There are plenty on the left who are crying tears of impotent rage at the union backed win of Andrew Little.
None more so that poor wee Andrew Geddis, the man who can’t bear to speak my name.
Labour just made the wrong choice, in the worst possible way.
Obviously, I think that the decision to choose Andrew Little over Grant Robertson was the wrong one however it came about … that’s because Grant is a good friend whom I think will one day make a fantastic Prime Minister of New Zealand. So Andrew Little could be the reincarnation of Jack Kennedy mixed with Bob Hawke by way of Michael Joseph Savage (which he most certainly isn’t) and I’d still be lamenting the Labour Party’s decision to appoint him leader ahead of Grant.
So let’s put aside my personal disappointment at the actual decision that Labour has made and instead look at how it has done so. Because it looks to me like it’s created an almighty cluster&*k.
Nah let’s not…Andrew should cry some more his tears are delicious.
First, Little beat Grant by just over 1% of the weighted votes cast. That’s about as close a margin of victory as you can get, achieved on the third round. So the overall mandate for Little’s leadership is … fragile, at best.

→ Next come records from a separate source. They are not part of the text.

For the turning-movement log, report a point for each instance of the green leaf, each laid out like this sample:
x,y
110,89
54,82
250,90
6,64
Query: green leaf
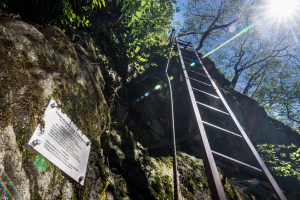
x,y
139,14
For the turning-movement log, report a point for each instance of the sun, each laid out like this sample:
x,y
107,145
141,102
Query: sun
x,y
283,8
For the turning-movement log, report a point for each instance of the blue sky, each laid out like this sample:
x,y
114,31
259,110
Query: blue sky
x,y
179,15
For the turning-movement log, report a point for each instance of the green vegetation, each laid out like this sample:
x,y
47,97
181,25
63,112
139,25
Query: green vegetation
x,y
282,160
133,30
262,62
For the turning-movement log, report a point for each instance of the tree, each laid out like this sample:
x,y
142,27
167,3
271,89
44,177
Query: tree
x,y
253,58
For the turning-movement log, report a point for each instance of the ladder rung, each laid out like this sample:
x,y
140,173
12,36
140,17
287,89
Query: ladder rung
x,y
180,43
213,108
221,129
206,93
199,81
183,41
189,59
196,73
189,55
237,162
193,66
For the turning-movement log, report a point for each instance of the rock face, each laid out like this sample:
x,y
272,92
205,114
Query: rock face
x,y
37,64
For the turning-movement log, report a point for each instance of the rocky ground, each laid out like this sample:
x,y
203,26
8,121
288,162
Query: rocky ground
x,y
38,63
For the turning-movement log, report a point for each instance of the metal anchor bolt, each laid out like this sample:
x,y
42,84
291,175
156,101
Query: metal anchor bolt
x,y
37,142
53,105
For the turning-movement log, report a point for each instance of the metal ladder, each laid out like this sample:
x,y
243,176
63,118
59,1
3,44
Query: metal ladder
x,y
215,183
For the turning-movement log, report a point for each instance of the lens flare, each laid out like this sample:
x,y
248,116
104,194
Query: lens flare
x,y
147,65
254,181
231,29
40,164
157,87
237,35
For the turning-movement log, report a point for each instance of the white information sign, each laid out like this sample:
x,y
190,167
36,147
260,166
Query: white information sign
x,y
62,143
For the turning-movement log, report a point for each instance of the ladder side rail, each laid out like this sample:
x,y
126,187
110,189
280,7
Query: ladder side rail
x,y
214,181
260,162
175,174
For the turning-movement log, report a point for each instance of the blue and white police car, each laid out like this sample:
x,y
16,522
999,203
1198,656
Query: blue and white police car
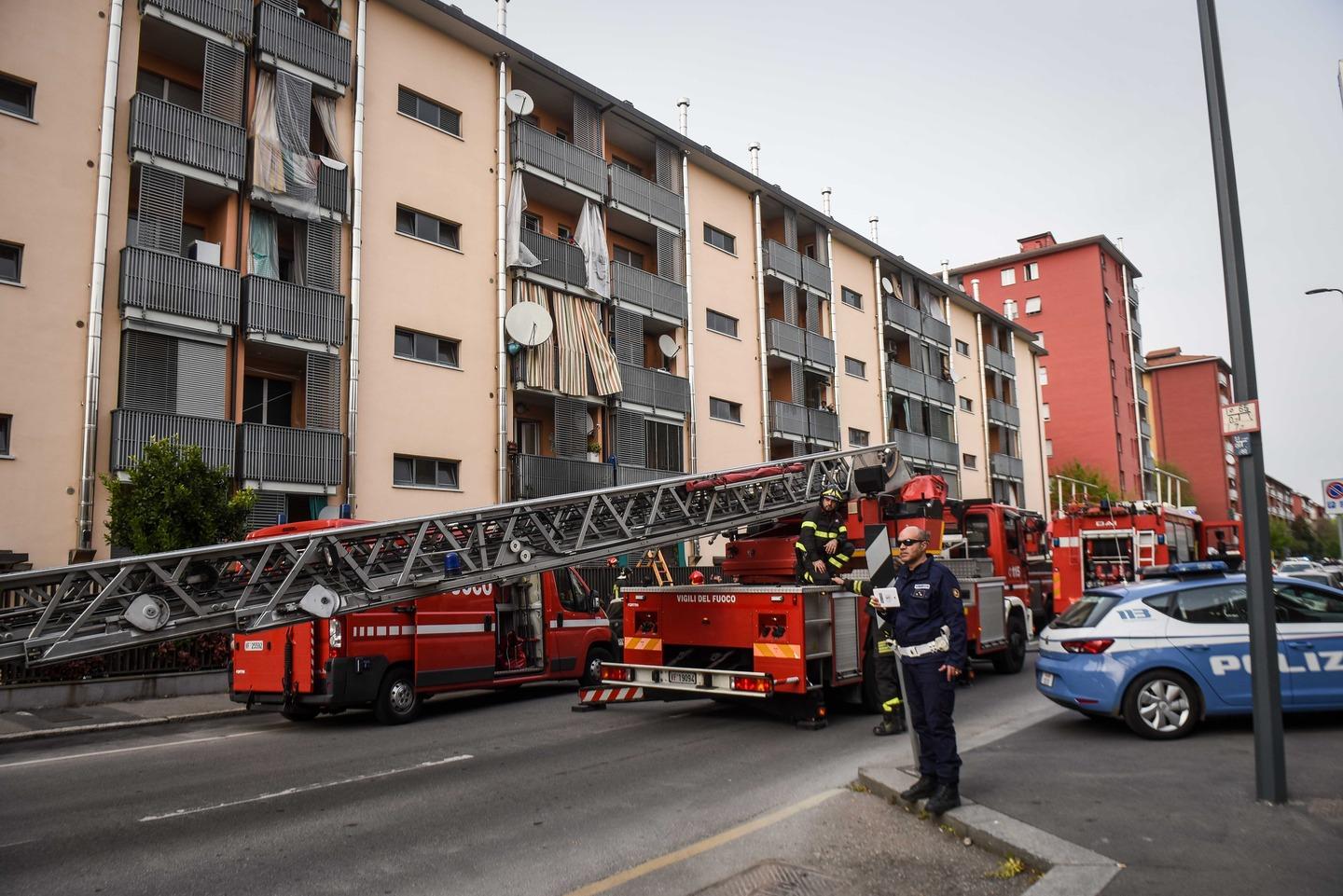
x,y
1174,648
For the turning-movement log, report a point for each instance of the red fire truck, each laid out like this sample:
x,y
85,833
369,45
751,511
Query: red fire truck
x,y
544,627
1098,544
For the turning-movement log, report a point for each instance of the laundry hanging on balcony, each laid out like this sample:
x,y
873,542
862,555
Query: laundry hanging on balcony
x,y
515,253
589,237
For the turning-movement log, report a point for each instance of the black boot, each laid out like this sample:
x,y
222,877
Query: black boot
x,y
924,788
946,799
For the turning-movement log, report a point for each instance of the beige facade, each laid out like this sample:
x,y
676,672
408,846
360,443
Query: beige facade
x,y
806,335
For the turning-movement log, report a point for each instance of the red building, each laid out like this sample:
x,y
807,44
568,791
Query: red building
x,y
1187,396
1079,298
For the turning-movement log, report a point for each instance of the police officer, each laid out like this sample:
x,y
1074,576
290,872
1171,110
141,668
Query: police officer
x,y
930,627
824,544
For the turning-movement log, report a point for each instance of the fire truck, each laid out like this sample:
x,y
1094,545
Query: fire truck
x,y
796,648
539,627
1107,543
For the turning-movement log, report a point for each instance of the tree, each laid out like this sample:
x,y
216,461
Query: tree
x,y
173,500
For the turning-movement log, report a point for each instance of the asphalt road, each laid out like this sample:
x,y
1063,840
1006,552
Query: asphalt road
x,y
484,794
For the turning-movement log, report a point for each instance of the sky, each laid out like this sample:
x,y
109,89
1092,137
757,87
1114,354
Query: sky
x,y
966,124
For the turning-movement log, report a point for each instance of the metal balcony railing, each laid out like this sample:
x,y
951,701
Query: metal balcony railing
x,y
1004,413
302,43
295,311
173,285
229,18
132,430
162,131
640,194
1000,360
561,261
275,454
647,292
533,148
1006,465
655,389
782,261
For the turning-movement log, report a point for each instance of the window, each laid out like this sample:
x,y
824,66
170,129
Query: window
x,y
11,264
436,230
431,113
423,472
720,240
722,410
423,347
720,323
17,96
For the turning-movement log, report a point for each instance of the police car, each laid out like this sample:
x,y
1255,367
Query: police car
x,y
1174,648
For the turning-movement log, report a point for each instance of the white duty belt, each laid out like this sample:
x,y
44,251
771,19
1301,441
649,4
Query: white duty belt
x,y
940,645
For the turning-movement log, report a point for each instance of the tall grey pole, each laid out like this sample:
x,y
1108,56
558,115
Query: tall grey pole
x,y
1269,762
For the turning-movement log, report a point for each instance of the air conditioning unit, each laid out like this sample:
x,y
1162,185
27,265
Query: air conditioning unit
x,y
203,252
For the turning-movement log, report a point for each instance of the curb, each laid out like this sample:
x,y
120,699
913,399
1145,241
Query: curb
x,y
128,723
1069,869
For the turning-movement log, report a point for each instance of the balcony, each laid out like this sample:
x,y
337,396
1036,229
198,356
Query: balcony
x,y
290,314
283,456
187,142
1006,465
132,430
647,293
558,160
1000,360
655,390
561,264
228,18
192,293
302,48
646,200
1004,413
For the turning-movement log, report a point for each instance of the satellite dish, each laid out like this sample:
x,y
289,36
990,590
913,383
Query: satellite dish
x,y
519,103
528,324
668,346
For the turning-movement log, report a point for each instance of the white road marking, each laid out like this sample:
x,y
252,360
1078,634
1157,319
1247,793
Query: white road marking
x,y
304,789
109,752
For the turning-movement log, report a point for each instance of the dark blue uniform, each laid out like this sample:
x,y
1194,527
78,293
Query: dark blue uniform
x,y
930,602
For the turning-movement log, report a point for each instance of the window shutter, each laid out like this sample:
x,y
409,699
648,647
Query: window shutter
x,y
159,219
222,90
321,393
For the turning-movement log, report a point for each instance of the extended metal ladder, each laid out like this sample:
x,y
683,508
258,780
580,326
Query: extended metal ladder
x,y
63,613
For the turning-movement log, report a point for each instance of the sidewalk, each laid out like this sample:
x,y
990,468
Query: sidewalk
x,y
40,723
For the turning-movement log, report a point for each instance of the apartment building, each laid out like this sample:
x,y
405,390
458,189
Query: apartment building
x,y
299,228
1080,301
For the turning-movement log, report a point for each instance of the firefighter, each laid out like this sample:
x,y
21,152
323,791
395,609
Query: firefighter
x,y
930,627
824,545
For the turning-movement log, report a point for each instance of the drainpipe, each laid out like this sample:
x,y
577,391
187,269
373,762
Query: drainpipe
x,y
684,106
356,246
93,360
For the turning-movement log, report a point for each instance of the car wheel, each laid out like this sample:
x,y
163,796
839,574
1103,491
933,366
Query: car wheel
x,y
1012,660
397,701
1162,704
592,667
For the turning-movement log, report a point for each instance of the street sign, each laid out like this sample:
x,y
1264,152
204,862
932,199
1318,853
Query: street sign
x,y
1334,497
1241,417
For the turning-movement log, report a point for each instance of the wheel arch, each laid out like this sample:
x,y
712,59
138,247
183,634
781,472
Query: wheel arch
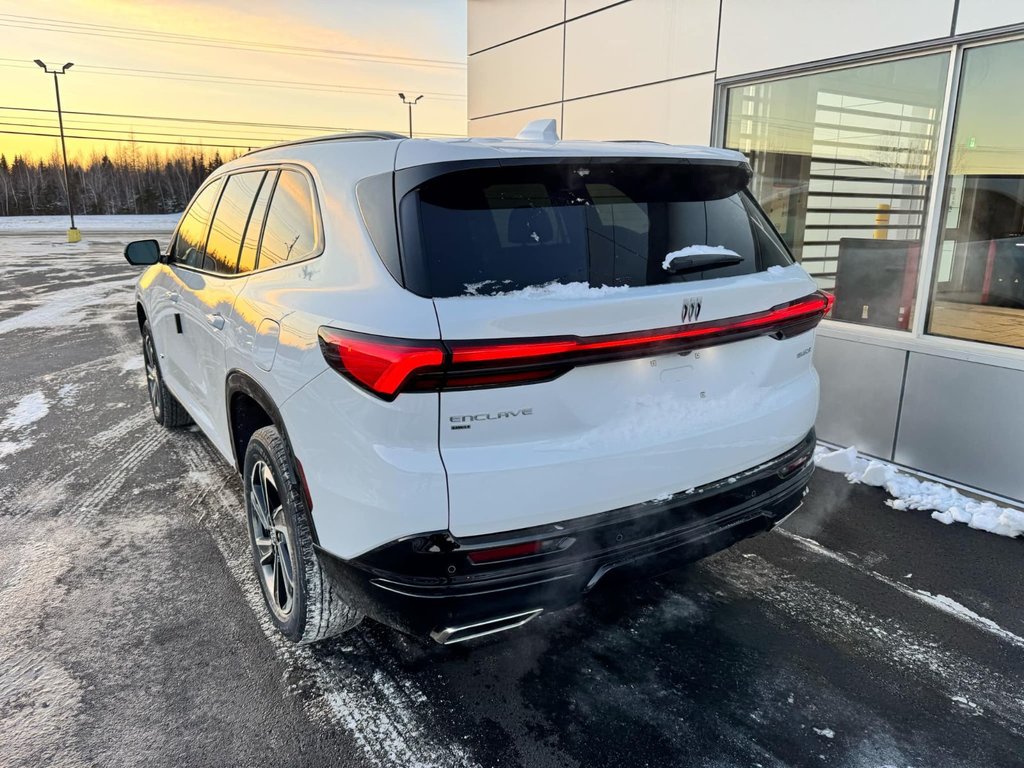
x,y
250,407
140,313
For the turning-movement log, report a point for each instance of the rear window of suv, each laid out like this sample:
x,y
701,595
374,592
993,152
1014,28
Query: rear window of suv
x,y
496,229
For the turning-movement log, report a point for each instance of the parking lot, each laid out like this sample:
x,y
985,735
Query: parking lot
x,y
132,631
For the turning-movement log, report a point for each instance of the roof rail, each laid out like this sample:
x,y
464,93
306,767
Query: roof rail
x,y
351,136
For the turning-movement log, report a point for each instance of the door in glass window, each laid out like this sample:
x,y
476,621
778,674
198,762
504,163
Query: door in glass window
x,y
166,312
208,299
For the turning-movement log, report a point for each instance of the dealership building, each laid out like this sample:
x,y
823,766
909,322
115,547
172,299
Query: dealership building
x,y
887,142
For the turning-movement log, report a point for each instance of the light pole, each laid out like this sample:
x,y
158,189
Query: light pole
x,y
74,236
411,105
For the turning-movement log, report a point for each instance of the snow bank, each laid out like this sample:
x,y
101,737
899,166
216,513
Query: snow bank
x,y
557,291
164,222
694,251
947,505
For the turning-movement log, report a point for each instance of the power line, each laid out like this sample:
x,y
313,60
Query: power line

Second, Little lost heavily to Grant in both the Caucus and the Membership vote in every successive round of voting. Little was the first choice to be leader of only four of his colleagues (assuming he voted for himself, that is). Only 14 of 32 backed him as leader over Grant by their third choice – meaning 18 of 32 think Grant is a better person to lead them. And in respect of the membership vote, Little was consistently 10% behind Grant at each stage of the vote.